Non è soltanto un cartellone di live. L’idea, infatti, guarda a una scena musicale che prova a farsi spazio fuori dai percorsi più prevedibili, con band giovani, linguaggi diversi e un’attenzione particolare alla ricerca. Un segnale che parla bene a una città come Milano, dove l’autunno è spesso il momento in cui ripartono anche i consumi culturali: si torna nei teatri, nei club, nei centri di quartiere e nei luoghi che uniscono concerti e socialità.

Il nome del festival richiama già una dichiarazione d’intenti: mettere al centro qualcosa di fresco, diretto, ancora in movimento. In una fase in cui la musica dal vivo vive una forte competizione tra grandi eventi e appuntamenti più raccolti, l’operazione prova a costruire uno spazio diverso, più vicino alla scoperta che al semplice richiamo commerciale. Per il pubblico milanese, abituato a scegliere tra proposte mainstream e circuiti indipendenti, è un’occasione per intercettare una parte della nuova produzione italiana.

Il Nama, nell’area della Martesana, è un contesto che si presta bene a questo tipo di esperienza: periferia viva, accessibile, legata a un’idea di cultura diffusa e non concentrata solo nel centro. Ed è proprio qui che il festival acquista un significato urbano oltre che musicale. Portare un programma di questo tipo lungo il canale e nel tessuto di quartiere vuol dire anche rafforzare un abito milanese che negli ultimi anni ha trovato nuova forza: usare gli spazi pubblici e semi-pubblici come luoghi d’incontro tra generazioni, generi e comunità diverse.

Per chi resta in città in questo primo scatto d’autunno, la proposta arriva in un momento particolarmente favorevole. Le giornate ancora luminose di inizio settembre permettono di vivere i concerti all’aperto con un’atmosfera più distesa rispetto all’alta stagione estiva, mentre il calendario lavorativo riprende a pieno ritmo. È il tipo di appuntamento che si inserisce bene in una Milano che torna a correre, ma cerca anche occasioni per fermarsi e ascoltare.
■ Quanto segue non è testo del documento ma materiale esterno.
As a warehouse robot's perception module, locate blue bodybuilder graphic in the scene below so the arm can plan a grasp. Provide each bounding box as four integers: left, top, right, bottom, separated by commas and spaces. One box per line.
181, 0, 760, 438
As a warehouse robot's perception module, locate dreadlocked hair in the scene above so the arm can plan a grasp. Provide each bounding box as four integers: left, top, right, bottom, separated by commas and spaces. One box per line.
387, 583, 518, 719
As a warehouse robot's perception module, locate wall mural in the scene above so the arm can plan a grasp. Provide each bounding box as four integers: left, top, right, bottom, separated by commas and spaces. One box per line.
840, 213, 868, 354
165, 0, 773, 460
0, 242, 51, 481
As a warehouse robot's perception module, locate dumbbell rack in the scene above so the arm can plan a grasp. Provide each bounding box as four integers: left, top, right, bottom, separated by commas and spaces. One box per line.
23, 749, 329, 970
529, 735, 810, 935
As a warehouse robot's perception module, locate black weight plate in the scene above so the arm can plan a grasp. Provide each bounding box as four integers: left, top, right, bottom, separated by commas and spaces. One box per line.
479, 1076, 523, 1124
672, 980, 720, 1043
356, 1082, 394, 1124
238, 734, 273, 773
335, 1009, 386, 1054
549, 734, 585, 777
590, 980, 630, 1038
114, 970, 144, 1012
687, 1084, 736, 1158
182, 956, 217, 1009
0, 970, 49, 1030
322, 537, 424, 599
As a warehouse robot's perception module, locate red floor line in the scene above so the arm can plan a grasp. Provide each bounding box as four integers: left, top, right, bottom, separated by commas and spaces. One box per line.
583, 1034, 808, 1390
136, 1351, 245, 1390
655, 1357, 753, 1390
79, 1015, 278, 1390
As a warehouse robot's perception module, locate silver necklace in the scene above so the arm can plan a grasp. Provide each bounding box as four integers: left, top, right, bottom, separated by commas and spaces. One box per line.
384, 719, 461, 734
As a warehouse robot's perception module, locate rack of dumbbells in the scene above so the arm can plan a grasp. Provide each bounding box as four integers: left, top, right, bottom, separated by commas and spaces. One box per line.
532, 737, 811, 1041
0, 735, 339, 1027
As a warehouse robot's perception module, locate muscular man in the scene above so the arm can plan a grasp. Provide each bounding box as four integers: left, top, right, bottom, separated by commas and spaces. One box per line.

La presenza di venti band provenienti da tutta Italia racconta inoltre un fermento che non si esaurisce nei confini cittadini. Milano continua a essere un punto di passaggio decisivo per chi suona e per chi vuole farsi notare, ma iniziative come questa provano a invertire il rapporto: non solo palco di arrivo, bensì laboratorio in cui la musica del futuro viene messa alla prova davanti a un pubblico curioso e attento.

In questo senso, Carne Fresca Infestival è più di una rassegna: è una scommessa culturale che intercetta il bisogno di novità di una città in movimento. E settembre, con il suo mix di rientro e desiderio di ripartenza, sembra il momento giusto per lanciarla.